Во-вторых, если человек не сумел достичь желаемого, причина только в нем. Значит, он сделал не все, что должен был сделать.
Третье. Никогда не забывать, что вокруг тебя живые люди, не факторы, не обстоятельства, не препятствия, не союзники, а именно – живые люди, к которым нужно относиться внимательно.

– Давайте поговорим о перспективах, возможностях и направлениях экспансии. Какие риски для Вас самые существенные? Наверное, они отражены в стратегии? Чего Вы опасаетесь со стороны бизнес-среды, со стороны конкурентов, со стороны каких-то международных факторов?

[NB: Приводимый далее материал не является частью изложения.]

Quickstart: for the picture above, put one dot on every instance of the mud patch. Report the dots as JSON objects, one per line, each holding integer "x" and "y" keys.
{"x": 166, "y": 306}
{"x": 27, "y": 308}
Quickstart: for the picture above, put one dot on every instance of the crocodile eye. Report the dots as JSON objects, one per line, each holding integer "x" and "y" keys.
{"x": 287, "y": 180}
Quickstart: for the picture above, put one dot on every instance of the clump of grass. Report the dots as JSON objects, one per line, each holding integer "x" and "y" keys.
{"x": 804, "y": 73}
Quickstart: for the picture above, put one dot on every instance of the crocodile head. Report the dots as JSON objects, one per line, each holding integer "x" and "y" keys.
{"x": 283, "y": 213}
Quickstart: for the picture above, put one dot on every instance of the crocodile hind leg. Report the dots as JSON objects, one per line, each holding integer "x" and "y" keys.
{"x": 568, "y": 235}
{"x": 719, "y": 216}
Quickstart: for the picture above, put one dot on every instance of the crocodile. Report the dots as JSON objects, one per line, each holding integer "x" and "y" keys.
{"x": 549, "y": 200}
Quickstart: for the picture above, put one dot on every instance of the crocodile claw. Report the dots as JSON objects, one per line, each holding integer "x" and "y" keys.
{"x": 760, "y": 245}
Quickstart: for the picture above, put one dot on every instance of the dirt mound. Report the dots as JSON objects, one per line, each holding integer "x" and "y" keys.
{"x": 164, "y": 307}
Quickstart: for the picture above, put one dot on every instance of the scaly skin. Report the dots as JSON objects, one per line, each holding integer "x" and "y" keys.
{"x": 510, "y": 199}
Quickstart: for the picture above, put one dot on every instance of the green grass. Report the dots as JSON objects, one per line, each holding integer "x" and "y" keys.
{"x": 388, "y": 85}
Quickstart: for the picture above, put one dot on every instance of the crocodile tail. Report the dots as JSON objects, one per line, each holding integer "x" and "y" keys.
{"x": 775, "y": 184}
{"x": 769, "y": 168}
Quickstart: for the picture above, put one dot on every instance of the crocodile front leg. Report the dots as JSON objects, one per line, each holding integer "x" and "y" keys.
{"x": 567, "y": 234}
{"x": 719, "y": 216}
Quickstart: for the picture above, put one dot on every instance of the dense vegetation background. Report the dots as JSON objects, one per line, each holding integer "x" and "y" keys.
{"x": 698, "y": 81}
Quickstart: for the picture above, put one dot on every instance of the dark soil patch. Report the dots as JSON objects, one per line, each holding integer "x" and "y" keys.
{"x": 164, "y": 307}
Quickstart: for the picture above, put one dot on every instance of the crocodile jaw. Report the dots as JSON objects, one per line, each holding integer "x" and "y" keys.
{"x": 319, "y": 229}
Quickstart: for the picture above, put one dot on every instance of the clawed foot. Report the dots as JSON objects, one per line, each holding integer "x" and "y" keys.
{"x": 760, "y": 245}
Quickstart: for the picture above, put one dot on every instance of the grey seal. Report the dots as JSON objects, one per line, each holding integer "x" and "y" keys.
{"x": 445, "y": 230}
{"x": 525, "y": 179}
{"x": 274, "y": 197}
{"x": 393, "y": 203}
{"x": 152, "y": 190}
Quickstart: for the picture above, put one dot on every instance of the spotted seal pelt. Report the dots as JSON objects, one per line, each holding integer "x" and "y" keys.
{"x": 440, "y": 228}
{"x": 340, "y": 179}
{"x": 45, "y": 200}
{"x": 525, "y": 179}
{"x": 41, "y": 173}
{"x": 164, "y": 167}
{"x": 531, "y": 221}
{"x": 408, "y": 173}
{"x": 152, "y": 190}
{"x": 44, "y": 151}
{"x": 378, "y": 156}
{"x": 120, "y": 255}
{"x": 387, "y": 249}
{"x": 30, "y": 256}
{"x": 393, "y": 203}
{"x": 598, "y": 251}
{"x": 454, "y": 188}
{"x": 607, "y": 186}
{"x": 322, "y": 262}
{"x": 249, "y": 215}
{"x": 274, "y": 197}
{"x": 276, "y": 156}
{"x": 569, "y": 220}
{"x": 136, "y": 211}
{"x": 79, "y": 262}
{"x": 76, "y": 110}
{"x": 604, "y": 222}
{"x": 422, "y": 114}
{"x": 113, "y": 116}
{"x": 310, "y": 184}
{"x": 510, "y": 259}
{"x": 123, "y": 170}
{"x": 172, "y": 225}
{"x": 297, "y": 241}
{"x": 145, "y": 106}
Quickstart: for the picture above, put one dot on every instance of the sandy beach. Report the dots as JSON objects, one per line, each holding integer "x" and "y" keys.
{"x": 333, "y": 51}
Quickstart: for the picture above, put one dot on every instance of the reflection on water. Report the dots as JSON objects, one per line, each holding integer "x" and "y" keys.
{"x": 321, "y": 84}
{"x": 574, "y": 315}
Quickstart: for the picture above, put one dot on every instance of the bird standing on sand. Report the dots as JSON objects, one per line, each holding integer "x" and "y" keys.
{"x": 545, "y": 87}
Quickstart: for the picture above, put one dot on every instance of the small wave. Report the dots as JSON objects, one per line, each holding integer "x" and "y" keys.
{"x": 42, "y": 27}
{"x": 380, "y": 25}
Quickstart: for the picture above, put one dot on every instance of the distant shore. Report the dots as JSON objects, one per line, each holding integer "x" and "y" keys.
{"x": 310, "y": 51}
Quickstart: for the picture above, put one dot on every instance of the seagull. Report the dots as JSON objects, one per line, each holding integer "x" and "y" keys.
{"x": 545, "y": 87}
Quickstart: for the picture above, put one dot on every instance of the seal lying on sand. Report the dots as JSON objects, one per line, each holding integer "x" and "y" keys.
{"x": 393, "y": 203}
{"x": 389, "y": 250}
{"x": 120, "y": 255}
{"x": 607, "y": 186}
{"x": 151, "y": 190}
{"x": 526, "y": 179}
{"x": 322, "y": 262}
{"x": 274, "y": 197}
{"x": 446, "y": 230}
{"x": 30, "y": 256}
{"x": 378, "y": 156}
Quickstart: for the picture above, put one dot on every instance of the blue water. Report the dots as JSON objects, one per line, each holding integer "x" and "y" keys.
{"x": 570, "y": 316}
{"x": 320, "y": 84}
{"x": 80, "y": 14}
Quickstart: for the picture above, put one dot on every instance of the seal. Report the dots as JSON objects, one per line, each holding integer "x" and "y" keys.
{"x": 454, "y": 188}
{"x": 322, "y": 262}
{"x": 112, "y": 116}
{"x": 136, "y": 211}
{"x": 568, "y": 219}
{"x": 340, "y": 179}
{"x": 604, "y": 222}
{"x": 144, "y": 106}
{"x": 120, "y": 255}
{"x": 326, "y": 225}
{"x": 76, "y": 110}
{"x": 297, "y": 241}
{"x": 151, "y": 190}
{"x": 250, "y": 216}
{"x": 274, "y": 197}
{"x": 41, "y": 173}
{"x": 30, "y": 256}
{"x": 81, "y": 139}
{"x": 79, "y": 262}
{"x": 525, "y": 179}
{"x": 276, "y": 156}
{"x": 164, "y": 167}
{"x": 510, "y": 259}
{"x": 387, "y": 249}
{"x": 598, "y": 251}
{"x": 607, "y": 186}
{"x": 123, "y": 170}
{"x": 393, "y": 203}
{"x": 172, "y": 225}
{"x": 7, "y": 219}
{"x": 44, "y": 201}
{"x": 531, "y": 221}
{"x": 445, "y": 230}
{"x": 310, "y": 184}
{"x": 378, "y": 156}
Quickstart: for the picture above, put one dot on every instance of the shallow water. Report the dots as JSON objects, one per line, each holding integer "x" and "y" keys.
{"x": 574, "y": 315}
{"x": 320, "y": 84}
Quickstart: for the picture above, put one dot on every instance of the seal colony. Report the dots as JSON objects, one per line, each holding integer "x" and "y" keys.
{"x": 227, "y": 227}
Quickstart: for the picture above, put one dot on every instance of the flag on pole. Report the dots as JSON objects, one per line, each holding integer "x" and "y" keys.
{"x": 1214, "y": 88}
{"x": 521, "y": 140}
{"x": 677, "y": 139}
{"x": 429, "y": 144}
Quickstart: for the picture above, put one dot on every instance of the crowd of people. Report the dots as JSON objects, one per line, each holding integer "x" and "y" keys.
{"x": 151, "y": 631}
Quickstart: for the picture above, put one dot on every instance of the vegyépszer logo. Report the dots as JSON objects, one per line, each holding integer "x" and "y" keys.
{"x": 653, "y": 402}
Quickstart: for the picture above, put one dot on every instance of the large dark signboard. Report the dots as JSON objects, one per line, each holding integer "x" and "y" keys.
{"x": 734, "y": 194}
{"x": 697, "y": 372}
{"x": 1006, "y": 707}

– Мы все подвергаемся одному риску – риску со стороны окружающей действительности. Представления о несчастье субъективны, каждый понимает его по-своему. Плохо жить в стране, где основная часть населения чувствует себя несчастной, но еще хуже – быть счастливым и успешным в такой стране. Это просто некрасиво. По-моему, счастье – это, прежде всего, вера в завтрашний день. Главное, как общество оценивает происходящее – как несущее надежды на лучшее будущее или как непредвещающее ничего хорошего. Кажется, Жванецкий сказал: "Я уверен в своем завтрашнем дне, я уверен, что такой день мне не нужен".

Может кто-то другой из сатириков?

– Нет, кто-то из сатириков – это одно, а Жванецкий – это совсем другое. Вот, если общество будет ждать завтрашнего дня не с надеждой, а со страхом, это действительно опасно. Тогда изменится настроение у всех граждан нашей страны, от Президента до новорожденного. С хорошим настроением можно и на субботник сходить, а с плохим – и развлекаться не хочется. Настроение в масштабах нации – это принципиальный фактор. Даже в тяжелой ситуации люди должны чувствовать поддержку, тогда и трудности легче пережить. Но для этого, конечно, каждый последующий месяц должен быть лучше предыдущего. Нужна позитивная динамика.

– Кто для Вас сейчас является общественным авторитетом? Вот тот же Жванецкий удачно пошутил, и у людей поднимается настроение. Кого хочется слушать, кто интересен, кому Вы верите?

– Таких людей много. Мне нравится журналист Максим Соколов. Мне нравится то, что пишет и говорит Егор Гайдар. Мне нравятся Михаил Жванецкий и Александр Волошин. Все это мыслители, поднимающиеся над текучкой, в общем, те, кого интересно читать или слушать.

– Есть ли у Вас любимая притча, характеризующая Ваше отношение к бизнесу и к людям?

– Я люблю такой анекдот. Вызывают Рабиновича куда следует и говорят ему: "У Вас много денег, а мы собираемся строить заводы, фабрики, электростанции. Принесите ваши деньги". Он приходит на следующий день и сообщает: "Я посоветовался с женой, она сказала, чтобы я денег не давал, и просила вам передать: "Нет денег, не надо строить".

– Не жалеете, что уделили время для интервью журналу "Экономические стратегии"?

– Ну, а чего жалеть, уже уделил.

– Значит, PR-стратегия все-таки необходима?

– У меня нет PR-стратегии.

– Это сознательное решение?

– Это бессознательное решение. Если бы оно было сознательным, это была бы PR-стратегия.